O Dia da Consciência Negra, além de homenagear a memória de Zumbi dos Palmares e a resistência negra ao longo da história, serve como um lembrete de que a luta pela igualdade racial e pelo fim do racismo no Brasil é uma batalha que ainda está longe de ser vencida. Juçara reforçou a importância da educação como uma ferramenta de transformação social, lembrando que, apesar da existência da Lei 10.639/2003, que obriga o ensino da história e cultura afro-brasileira nas escolas, ainda há uma grande resistência na implementação efetiva dessa legislação.
“Enquanto isso, continuamos a lutar por direitos iguais, por uma educação de qualidade para todos, independentemente da cor ou origem social. Não podemos mais aceitar que a educação e o acesso ao mercado de trabalho continuem sendo privilégios de poucos. A política de cotas, embora necessária, é apenas um paliativo para uma situação que deveria ser resolvida com políticas públicas que promovam a verdadeira igualdade”, disse Juçara.
Em Caxias do Sul, a ativista mencionou o trabalho constante de muitos militantes e líderes negros que, ao longo dos anos, têm se dedicado à promoção da igualdade racial e ao enfrentamento do racismo. Ela destacou o trabalho de artistas e educadores, como a professora Tânia, que realiza exposições sobre questões raciais, além de lembrar das perdas históricas e das lutas diárias de comunidades como as de matriz africana, que enfrentam preconceito e violência religiosa.
“Temos uma grande quantidade de templos de religiões de matriz africana, em Caxias do Sul, mas essas comunidades ainda sofrem com ataques, depredações e discriminação. É um reflexo de um descompasso na sociedade, onde práticas religiosas de origem africana são alvo de preconceito, enquanto outras manifestações religiosas, como as evangélicas, são muitas vezes tratadas com mais respeito”, comentou Juçara.

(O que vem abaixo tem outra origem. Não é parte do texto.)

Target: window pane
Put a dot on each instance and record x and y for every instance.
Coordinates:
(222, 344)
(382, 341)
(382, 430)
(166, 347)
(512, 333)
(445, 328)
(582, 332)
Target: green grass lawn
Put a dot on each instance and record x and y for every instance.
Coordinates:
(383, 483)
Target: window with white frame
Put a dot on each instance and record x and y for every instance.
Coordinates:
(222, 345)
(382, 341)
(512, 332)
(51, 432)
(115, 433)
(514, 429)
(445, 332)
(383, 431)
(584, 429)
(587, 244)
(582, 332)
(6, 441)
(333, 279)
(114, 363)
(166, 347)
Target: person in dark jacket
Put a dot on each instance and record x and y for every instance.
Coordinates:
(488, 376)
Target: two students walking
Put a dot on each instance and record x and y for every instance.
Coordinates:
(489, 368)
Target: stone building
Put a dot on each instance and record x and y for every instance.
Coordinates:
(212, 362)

O Dia da Consciência Negra de 2024 é, portanto, uma oportunidade para relembrar não apenas a resistência histórica, como a de Zumbi dos Palmares, mas também os desafios que ainda persistem para a população negra no Brasil. Para Juçara, a luta continua, e a reflexão sobre a consciência negra deve ser feita todos os dias, até que o racismo, a desigualdade e a discriminação deixem de ser uma realidade para os negros no Brasil.